SQUID: Faster Analytics via Sampled Quantile Estimation
Ran Ben-Basat, Gil Einziger, Wenchen Han, Bilal Tayh
TL;DR
SQUID introduces a novel quantile-sampling approach to accelerate the $q$-MAX problem in streaming analytics, enabling faster maintenance by using approximate quantiles drawn from small samples rather than exact ones. The framework extends to weighted heavy hitters with SQUID-HH, leveraging a water-level implicit deletion scheme and Cuckoo hashing to achieve higher throughput and accuracy than prior art. It also demonstrates practical applicability to in-network caching on programmable switches (P4), including a hardware prototype that enables data-plane-based cache admission and eviction. Across software and hardware evaluations, SQUID achieves substantial speedups (up to 6.6x in some workloads) and better cache hit ratios compared to state-of-the-art baselines, while maintaining strong accuracy guarantees. The work offers open-source implementations and showcases the potential for bridging fast in-switch analytics with CPU-backed post-processing for diverse streaming tasks.
Abstract
Streaming algorithms are fundamental in the analysis of large and online datasets.
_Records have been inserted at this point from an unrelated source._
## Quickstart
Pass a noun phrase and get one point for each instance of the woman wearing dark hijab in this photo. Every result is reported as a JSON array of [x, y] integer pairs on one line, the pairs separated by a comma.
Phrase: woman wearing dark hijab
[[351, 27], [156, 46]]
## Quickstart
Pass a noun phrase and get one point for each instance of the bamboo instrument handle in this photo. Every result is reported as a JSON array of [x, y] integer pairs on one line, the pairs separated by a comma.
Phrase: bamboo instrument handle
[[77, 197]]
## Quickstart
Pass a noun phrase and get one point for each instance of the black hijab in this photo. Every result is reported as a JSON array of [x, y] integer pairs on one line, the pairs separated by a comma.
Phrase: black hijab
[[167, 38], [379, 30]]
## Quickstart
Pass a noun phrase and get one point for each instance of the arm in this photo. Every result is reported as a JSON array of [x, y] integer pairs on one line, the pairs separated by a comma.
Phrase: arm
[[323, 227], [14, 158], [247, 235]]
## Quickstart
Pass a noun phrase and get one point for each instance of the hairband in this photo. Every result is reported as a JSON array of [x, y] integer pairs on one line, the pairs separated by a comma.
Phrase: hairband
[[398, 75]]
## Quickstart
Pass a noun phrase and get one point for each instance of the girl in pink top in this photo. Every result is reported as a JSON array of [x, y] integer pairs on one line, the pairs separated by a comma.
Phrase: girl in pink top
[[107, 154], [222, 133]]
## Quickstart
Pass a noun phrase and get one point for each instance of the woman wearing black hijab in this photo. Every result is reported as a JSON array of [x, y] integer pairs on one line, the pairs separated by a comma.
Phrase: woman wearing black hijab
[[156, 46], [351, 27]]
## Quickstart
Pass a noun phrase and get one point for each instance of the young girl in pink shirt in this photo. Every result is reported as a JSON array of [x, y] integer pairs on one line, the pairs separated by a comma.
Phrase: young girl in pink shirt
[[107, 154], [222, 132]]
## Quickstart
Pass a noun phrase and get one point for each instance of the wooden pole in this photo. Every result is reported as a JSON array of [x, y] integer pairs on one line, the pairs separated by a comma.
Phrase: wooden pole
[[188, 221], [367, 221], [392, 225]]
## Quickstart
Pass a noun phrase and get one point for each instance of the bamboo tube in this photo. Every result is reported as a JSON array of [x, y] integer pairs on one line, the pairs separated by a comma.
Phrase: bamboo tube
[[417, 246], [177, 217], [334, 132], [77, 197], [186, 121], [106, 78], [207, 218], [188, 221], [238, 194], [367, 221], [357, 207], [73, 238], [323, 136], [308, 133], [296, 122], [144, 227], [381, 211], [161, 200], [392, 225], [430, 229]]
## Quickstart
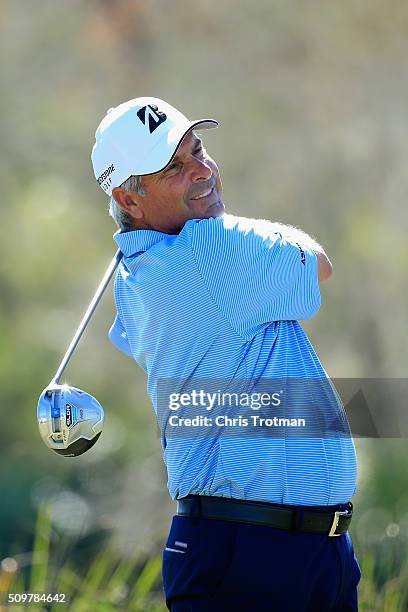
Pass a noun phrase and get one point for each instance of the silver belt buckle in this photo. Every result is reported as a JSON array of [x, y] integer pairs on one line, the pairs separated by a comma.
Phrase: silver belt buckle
[[336, 518]]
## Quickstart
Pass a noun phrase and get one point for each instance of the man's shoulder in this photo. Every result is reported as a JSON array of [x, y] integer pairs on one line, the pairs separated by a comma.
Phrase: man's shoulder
[[231, 226]]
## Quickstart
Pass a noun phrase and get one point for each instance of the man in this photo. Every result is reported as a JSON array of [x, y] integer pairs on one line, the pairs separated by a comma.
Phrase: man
[[208, 305]]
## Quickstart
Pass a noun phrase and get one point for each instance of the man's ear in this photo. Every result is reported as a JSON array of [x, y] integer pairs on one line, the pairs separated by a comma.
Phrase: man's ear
[[128, 201]]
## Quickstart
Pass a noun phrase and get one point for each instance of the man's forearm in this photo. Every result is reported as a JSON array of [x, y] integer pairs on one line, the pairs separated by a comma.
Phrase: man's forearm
[[293, 234]]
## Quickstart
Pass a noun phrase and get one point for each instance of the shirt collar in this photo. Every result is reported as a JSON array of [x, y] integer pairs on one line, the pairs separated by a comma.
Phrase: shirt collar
[[137, 241]]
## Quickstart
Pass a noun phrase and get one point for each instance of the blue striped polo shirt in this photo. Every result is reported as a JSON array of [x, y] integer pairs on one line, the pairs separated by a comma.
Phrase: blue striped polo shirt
[[221, 301]]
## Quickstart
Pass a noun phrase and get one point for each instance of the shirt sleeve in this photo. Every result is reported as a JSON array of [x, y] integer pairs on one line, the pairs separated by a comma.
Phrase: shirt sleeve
[[117, 335], [254, 274]]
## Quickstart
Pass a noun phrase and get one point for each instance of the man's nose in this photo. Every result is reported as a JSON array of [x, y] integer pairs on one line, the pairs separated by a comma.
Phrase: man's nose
[[201, 170]]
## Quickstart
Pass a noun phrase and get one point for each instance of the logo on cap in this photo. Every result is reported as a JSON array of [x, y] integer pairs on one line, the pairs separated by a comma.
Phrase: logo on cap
[[152, 113]]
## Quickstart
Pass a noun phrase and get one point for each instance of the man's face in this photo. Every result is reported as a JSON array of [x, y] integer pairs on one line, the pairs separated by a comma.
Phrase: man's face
[[188, 188]]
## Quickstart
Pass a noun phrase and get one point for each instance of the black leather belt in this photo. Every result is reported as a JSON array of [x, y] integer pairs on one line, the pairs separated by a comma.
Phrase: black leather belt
[[330, 520]]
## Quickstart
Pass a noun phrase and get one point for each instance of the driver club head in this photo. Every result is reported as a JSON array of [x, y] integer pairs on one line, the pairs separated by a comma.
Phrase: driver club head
[[70, 420]]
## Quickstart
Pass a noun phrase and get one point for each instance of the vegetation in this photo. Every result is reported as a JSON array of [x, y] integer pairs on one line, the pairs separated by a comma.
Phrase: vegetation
[[312, 101]]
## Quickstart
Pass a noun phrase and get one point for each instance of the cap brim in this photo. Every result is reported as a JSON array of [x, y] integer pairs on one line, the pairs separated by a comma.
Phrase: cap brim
[[175, 137]]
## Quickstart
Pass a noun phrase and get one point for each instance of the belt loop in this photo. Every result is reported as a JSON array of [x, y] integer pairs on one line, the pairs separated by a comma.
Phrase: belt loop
[[196, 509], [297, 519]]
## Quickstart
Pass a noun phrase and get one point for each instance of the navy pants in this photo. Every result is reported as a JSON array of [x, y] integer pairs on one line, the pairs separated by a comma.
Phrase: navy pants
[[220, 566]]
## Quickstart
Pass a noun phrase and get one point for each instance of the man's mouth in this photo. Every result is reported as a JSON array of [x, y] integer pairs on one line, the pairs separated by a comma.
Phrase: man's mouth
[[204, 194]]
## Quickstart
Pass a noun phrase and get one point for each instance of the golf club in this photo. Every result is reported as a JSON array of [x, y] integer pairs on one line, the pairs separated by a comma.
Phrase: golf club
[[69, 419]]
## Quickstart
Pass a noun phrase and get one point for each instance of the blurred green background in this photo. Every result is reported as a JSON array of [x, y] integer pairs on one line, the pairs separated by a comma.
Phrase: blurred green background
[[312, 98]]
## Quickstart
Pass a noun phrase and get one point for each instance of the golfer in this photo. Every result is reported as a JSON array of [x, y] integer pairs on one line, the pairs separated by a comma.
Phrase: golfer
[[208, 305]]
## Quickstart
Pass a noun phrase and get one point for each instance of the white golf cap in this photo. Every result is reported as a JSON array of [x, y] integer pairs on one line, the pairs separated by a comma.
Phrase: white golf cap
[[138, 137]]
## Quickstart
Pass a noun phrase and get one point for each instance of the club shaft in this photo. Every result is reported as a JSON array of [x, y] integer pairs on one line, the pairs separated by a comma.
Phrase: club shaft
[[87, 316]]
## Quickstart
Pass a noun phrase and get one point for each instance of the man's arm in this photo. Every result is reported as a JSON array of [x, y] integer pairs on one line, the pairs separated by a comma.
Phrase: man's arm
[[303, 240]]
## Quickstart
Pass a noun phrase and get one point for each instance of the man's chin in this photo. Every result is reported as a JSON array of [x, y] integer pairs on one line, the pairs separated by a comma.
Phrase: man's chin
[[217, 209]]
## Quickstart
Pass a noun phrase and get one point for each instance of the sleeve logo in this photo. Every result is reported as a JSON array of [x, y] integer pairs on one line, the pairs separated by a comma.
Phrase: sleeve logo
[[302, 254]]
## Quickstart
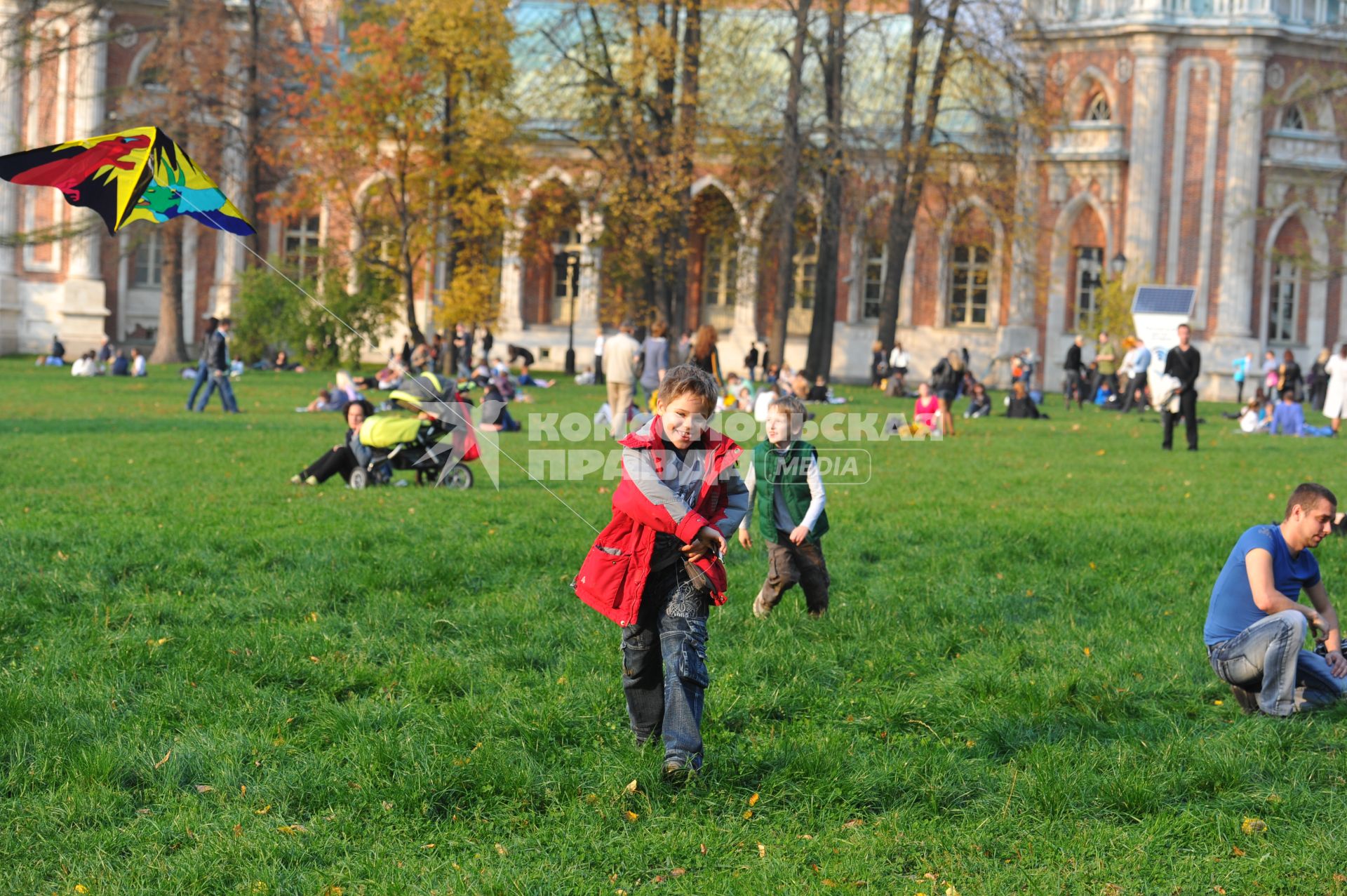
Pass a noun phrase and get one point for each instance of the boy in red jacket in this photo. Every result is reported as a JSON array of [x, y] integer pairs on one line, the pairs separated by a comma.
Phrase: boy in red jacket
[[657, 568]]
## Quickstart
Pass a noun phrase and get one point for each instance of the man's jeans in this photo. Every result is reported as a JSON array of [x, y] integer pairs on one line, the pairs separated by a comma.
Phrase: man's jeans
[[202, 375], [664, 690], [1268, 658], [227, 392]]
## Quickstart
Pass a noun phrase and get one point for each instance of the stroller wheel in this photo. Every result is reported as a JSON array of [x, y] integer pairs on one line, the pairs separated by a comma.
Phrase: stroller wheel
[[455, 477]]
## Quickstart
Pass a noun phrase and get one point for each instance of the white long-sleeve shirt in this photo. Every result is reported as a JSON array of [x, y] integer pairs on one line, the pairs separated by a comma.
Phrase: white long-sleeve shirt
[[818, 499]]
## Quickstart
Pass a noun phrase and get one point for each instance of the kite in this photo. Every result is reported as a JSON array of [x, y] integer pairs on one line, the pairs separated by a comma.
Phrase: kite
[[136, 174]]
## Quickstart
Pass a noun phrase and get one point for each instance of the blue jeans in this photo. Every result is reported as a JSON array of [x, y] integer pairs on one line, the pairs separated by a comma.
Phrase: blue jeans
[[202, 375], [227, 392], [664, 690], [1268, 658]]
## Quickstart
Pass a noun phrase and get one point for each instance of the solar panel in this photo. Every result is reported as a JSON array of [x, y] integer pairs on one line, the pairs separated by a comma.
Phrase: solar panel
[[1164, 300]]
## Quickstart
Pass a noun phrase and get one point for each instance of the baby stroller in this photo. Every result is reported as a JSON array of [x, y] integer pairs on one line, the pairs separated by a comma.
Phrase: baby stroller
[[403, 441]]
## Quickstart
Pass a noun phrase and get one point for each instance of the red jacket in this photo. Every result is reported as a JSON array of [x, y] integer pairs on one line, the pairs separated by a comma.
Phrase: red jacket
[[613, 575]]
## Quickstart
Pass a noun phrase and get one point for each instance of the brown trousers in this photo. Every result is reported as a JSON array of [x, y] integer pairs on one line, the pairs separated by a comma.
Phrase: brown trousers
[[789, 563], [619, 399]]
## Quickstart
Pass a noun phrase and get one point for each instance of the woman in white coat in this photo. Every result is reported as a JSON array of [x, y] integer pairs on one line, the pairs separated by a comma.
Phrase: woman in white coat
[[1335, 403]]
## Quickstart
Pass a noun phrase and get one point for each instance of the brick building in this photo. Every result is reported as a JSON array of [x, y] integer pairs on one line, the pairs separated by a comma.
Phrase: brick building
[[1177, 146]]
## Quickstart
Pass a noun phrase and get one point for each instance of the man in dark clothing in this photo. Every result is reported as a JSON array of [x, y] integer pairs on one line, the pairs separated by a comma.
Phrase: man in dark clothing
[[1183, 363], [1071, 382]]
A key component of many such analytic tasks is $q$-MAX, which finds the largest $q$ values in a number stream. Modern approaches attain a constant runtime by removing small items in bulk and retaining the largest $q$ items at all times. Yet, these approaches are bottlenecked by an expensive quantile calculation. This work introduces a quantile-sampling approach called SQUID and shows its benefits in multiple analytic tasks. Using this approach, we design a novel weighted heavy hitters data structure that is faster and more accurate than the existing alternatives. We also show SQUID's practicality for improving network-assisted caching systems with a hardware-based cache prototype that uses SQUID to implement the cache policy. The challenge here is that the switch's dataplane does not allow the general computation required to implement many cache policies, while its CPU is orders of magnitude slower. We overcome this issue by passing just SQUID's samples to the CPU, thus bridging this gap. In software implementations, we show that our method is up to 6.6x faster than the state-of-the-art alternatives when using real workloads. For switch-based caching, SQUID enables a wide spectrum of data-plane-based caching policies and achieves higher hit ratios than the state-of-the-art P4LRU.